Kay Mellor in New Headingley Club. Photo by Richard Wilcocks |
Sally Bavage writes:
Tea and homemade cake - the walnut sponge was chosen by our guest - revived the forty or so frozen souls who battled in to the New Headingley Club on Saturday afternoon for a question-and-answer session with our very own heroine, scriptwriter, actress, director - and much more besides. And Kay's smile and personality would melt the North Pole. Chutzpah. Pizzazz. Whatever the word, she has it.
What scripts hasn't Kay written over the past decades! Theatre first, after her schooldays at West Park School and her degree in Drama from the sadly-missed Bretton Hall. Each had one inspiring teacher who had recognised her natural writing talent and given her encouragement to “just get it down in writing.” Kay has a perceptive eye for detail, a keen ear for dialogue and an ability to bring people to life so vividly that we can probably all name someone in our own lives who is just like one of her characters. As she lives very locally, it could indeed be us! She confessed that she does use her friends, family, those she meets casually, dinner party conversations, what she reads - all of these as inspiration for her storytelling.

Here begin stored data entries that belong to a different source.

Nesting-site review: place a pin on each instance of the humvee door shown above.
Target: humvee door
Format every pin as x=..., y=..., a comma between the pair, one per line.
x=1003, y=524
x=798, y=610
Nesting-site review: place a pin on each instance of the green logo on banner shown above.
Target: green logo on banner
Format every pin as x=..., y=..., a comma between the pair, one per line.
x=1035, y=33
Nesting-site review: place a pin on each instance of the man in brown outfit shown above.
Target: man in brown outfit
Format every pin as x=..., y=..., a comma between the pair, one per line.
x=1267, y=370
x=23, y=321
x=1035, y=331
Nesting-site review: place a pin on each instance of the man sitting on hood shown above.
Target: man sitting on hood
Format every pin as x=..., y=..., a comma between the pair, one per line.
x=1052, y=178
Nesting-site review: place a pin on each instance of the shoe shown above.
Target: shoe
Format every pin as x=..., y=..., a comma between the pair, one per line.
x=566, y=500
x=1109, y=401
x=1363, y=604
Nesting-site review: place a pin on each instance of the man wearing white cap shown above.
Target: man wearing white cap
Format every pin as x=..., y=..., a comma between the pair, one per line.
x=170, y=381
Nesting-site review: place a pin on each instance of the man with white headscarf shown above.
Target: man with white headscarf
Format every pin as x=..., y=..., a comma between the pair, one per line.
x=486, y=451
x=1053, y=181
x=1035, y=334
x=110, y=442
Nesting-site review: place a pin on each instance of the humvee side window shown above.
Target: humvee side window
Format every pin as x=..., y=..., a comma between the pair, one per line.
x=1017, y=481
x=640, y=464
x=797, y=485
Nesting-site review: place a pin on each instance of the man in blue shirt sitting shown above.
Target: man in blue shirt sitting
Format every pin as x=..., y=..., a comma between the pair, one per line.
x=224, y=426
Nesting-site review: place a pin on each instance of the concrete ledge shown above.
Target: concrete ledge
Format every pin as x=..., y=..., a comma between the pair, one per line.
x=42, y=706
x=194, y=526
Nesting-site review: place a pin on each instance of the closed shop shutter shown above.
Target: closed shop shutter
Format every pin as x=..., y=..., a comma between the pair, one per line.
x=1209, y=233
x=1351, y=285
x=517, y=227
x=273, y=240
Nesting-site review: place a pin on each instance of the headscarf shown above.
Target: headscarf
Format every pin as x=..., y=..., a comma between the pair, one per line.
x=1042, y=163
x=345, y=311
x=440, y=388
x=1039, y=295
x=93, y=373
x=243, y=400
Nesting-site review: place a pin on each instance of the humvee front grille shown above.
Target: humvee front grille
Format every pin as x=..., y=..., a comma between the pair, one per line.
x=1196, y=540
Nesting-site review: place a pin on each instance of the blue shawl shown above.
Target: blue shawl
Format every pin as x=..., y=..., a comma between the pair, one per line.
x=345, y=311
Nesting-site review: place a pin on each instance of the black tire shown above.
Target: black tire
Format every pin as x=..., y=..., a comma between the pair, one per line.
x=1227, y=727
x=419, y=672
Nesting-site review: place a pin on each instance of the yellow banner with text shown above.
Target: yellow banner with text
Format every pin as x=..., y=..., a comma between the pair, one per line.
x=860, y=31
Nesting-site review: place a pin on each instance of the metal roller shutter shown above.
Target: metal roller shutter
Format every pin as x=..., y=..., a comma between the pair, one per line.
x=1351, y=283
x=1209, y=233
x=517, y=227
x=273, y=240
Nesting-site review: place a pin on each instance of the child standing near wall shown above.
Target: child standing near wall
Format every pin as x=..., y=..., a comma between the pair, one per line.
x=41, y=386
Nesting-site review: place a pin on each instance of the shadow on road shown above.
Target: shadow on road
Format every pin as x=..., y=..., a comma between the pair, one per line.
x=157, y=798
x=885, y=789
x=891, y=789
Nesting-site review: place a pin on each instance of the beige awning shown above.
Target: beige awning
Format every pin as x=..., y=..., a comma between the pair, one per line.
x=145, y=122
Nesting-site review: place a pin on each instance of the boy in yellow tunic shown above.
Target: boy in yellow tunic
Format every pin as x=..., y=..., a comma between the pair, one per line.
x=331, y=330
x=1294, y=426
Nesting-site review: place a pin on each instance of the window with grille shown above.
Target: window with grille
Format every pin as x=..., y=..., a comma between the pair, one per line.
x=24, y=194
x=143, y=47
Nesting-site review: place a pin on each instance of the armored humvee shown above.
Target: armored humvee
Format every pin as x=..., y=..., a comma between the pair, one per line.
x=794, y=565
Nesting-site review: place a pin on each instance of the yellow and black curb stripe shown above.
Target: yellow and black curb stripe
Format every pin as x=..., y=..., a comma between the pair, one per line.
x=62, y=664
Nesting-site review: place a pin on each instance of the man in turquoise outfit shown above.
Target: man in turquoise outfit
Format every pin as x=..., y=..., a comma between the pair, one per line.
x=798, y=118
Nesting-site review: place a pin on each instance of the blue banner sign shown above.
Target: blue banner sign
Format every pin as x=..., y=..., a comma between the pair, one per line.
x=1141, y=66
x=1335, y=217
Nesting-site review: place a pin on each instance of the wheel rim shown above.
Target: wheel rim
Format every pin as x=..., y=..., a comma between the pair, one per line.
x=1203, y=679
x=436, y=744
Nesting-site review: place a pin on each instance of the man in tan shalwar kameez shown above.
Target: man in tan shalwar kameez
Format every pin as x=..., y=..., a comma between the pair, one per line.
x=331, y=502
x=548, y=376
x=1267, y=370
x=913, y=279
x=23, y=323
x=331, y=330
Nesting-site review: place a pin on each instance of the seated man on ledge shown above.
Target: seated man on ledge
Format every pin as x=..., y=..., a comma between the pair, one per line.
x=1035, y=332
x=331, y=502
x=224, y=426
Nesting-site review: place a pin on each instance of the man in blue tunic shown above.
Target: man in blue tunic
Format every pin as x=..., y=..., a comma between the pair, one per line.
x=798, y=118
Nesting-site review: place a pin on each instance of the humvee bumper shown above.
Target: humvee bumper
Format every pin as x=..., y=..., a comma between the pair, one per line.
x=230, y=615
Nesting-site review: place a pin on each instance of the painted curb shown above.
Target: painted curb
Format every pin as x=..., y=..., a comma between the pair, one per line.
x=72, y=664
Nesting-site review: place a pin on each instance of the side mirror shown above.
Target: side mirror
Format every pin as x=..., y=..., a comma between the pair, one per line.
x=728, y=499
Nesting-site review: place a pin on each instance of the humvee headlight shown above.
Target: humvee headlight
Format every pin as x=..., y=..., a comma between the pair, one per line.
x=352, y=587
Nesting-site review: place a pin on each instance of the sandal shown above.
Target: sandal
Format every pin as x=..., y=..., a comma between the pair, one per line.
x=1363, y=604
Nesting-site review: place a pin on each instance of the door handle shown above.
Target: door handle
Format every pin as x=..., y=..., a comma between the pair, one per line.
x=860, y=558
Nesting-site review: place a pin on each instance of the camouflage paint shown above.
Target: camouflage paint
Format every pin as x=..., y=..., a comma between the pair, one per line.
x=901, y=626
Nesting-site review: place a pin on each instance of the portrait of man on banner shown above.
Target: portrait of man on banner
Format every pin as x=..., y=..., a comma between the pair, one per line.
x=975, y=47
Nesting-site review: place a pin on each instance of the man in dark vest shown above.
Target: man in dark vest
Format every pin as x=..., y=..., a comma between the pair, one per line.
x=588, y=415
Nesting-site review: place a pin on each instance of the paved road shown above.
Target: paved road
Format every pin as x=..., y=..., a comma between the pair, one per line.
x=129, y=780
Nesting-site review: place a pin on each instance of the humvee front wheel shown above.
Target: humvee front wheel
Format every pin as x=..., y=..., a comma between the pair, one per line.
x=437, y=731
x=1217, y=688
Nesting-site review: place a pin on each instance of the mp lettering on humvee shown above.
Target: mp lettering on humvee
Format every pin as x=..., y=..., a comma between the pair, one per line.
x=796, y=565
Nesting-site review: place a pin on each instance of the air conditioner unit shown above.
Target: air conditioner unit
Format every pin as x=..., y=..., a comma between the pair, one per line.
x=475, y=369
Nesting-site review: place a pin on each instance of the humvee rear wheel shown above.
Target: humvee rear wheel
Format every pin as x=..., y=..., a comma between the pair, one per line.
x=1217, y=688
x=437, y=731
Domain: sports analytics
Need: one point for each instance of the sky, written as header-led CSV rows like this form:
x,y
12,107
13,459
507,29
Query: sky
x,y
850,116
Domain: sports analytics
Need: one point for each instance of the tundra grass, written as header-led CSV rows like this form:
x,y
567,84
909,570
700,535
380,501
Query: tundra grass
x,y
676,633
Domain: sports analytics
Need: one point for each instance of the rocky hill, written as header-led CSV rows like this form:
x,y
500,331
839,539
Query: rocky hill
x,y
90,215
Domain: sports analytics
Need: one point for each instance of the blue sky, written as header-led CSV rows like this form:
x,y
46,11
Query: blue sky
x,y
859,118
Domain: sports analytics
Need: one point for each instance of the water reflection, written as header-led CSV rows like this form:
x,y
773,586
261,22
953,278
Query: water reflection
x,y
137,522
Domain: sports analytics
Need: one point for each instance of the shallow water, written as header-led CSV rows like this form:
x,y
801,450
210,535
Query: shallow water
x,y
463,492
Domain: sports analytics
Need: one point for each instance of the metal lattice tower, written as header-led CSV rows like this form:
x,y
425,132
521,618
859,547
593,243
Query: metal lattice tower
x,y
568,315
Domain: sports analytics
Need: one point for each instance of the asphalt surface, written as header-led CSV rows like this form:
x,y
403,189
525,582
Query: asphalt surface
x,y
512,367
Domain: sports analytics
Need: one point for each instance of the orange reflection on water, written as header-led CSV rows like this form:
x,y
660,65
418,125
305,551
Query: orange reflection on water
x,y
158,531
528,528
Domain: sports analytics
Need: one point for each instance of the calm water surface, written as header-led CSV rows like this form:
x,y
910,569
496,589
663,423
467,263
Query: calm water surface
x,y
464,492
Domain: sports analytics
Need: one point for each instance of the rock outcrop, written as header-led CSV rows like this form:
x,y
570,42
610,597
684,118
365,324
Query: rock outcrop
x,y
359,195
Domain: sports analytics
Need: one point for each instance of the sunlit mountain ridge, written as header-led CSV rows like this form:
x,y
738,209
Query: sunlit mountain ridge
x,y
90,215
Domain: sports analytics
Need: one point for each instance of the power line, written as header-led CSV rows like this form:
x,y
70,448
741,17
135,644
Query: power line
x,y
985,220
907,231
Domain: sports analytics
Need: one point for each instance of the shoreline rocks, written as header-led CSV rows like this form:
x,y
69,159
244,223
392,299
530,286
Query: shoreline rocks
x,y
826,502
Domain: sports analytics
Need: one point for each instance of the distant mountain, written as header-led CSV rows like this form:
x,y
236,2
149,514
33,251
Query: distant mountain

Her latest story, The Syndicate, series two, had just started on BBC1, and we were treated to some tantalising glimpses of the second episode which hint at what lies in store for the new Lottery-winning characters who work in the lower end of the embattled NHS. Celebrations of the win are clearly foreshadowed, with some jealousy and heartache to come - but without these it wouldn't be a Kay Mellor script. She finds people endlessly fascinating and has no desire yet to write her autobiography whilst the ordinary lives of others in extraordinary circumstances provide such rich material.
Unlike series such as Band of Gold, wich she researched with Bradford sex workers, she prepared for this by talking to Lottery winners over the telephone rather than immersing herself deeply in their lives. She incorporates psychology as well to carry the story and does not write for a particular actor, but does her homework thoroughly then just writes fluently and keeps going. When asked why she had used the Syndicate theme for a second series, as with other themes on which she has written several series, she made it clear that she stops when she has said what she wanted to say, explored all facets of people's characters and captured the 'Zeitgeist'. The Syndicate gave her a vehicle to examine the life-changing consequences of rags-to-riches, and the follow-on story holds less interest for her. She is not impelled to write a moral tale, just to tell a tale and pose questions that leave viewers the opportunity to engage with their own viewpoint.
“Would she ever set her stories outside West Yorkshire?” she was asked. She countered that she knows the area, lives here in Leeds and loves the place and the people. The theme for this year's LitFest 2013: Lives and Loves in a nutshell. Would she respond to the blandishments of Steven Spielberg and move to Hollywood? No again, although a small part of her would love to have that power to produce blockbuster film scripts like Richard Curtis - but family and especially the grandchildren exerted a far greater pull than anything Steven could come up with. We laughed at her anecdotes of being in conversation with the great mogul himself. Steven? Steven who? Sorry, I'm losing signal - I'll call back after my granddaughter has finished in Topshop. She is now overseeing the two writers working on the US version of The Syndicate and does get to go to Tinseltown rather than Tinshill just occasionally.
Yes, she does receive a huge amount of mail, not just fan mail, but often from viewers who have been so touched by her stories that they send her very personal information, cries for help really. She does answer them, briefly, and feels privileged that so many trust her with their confessions. She also had some advice for young writers trying to 'make it.' “Can you write your story premise in six lines?” It is the idea that is the most important thing; good writing will only hang from a sound structural base.
The choice of which actors will deliver the dialogue she has crafted is negotiated with the producer and casting director after she has written the part. Only once did she dislike who had been cast for a leading role and have to go away to re-write to play to the strengths of the actress. On that early occasion it was an improvement, but it doesn't happen nowadays. She produces real dialogue, in two columns, so that it can be intercut, interjections made, overlapped, cut off - just as in real life. Real conversations in other words - just as we could hear in the audience as we were leaving; even from Finlay who at 19 weeks old was probably the youngest member of any of our audiences this year.
And her ambitions for the future? Well, 'Steven' had suggested she really ought to write and direct movies, but they would have to be about 'her people', the ones she knows and whose voices she can hear. Perhaps … watch this space? She is still very busy running a business and ensuring that what she wants to talk about gets transferred to an audience. When asked, now that she is growing older, if she thought she would write more parts for older people, she agreed - the babyboomers in her own life gave lots of scope for future plotting. Scriptwriting for the theatre, the television and other media was still a delightful way to earn a living - if Shakespeare did it, then it was good enough for her!
And finally, does she play the Lottery herself? No, she has enough richness in her life and is happy to follow the maxim of Ian Fleming when he said “It reads better than it lives.” Our audience plunged out into the freezing spring weather, replete with cake, and looking forward to the next instalments of local life, and the life of locals, that Kay can craft. Will we be in it? - that may be another story!